By-and-by, as we rode on, the birds began to call one another from their dreams, the quails whistled from the stubble fields, and the crows clamored from the tops of the deadening;[A] the squirrels raced along the fence-rails, and, in the woods, they stopped half-way up the boles to bark at us; the jays strutted down the shelving branches to offer us a passing insult and defiance.

[A] The trees girdled, and left to die and decay, standing.

Presently, at a little clearing, we came to a log-cabin; the blue smoke curled from its chimney, and through the closed door came the soft, low hum of a spinning-wheel. The red and yellow leaves, heavy with the cold dew, dripped round us; and I was profoundly at peace. The homesick will understand how it was that I was as if saved from death.

At last we crossed a tail-race from the island, and turned up, not at the old log-cabin, but at the front door of the new house. The family had flitted during my absence, and now they all burst out upon me in exultant welcome, and my mother caught me to her heart. Doubtless she knew that it would have been better for me to have conquered myself; but my defeat was dearer to her than my triumph could have been. She made me her honored guest; I had the best place at the table, the tenderest bit of steak, the richest cup of her golden coffee; and all that day I was “company.”

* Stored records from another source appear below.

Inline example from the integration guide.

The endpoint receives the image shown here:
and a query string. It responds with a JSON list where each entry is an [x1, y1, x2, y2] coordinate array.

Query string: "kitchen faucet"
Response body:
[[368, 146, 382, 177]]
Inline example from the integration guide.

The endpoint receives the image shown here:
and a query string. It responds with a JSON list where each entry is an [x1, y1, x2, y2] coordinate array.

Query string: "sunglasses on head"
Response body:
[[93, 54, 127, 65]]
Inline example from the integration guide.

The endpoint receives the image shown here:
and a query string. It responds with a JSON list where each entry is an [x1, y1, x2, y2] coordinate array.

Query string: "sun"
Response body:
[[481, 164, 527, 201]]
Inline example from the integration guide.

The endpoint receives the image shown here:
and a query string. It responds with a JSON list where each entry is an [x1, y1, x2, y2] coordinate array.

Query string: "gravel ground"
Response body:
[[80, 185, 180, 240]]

It was a great day, which I must have spent chiefly in admiring the new house. It was so very new yet as not to be plastered; they had not been able to wait for that; but it was beautifully lathed in all its partitions, and the closely-fitted floors were a marvel of carpentering. I roamed through all the rooms, and up and down the stairs, and admired the familiar outside of the house as freshly as if it were as novel as the interior, where open wood-fires blazed upon the hearths, and threw a pleasant light of home upon the latticed walls.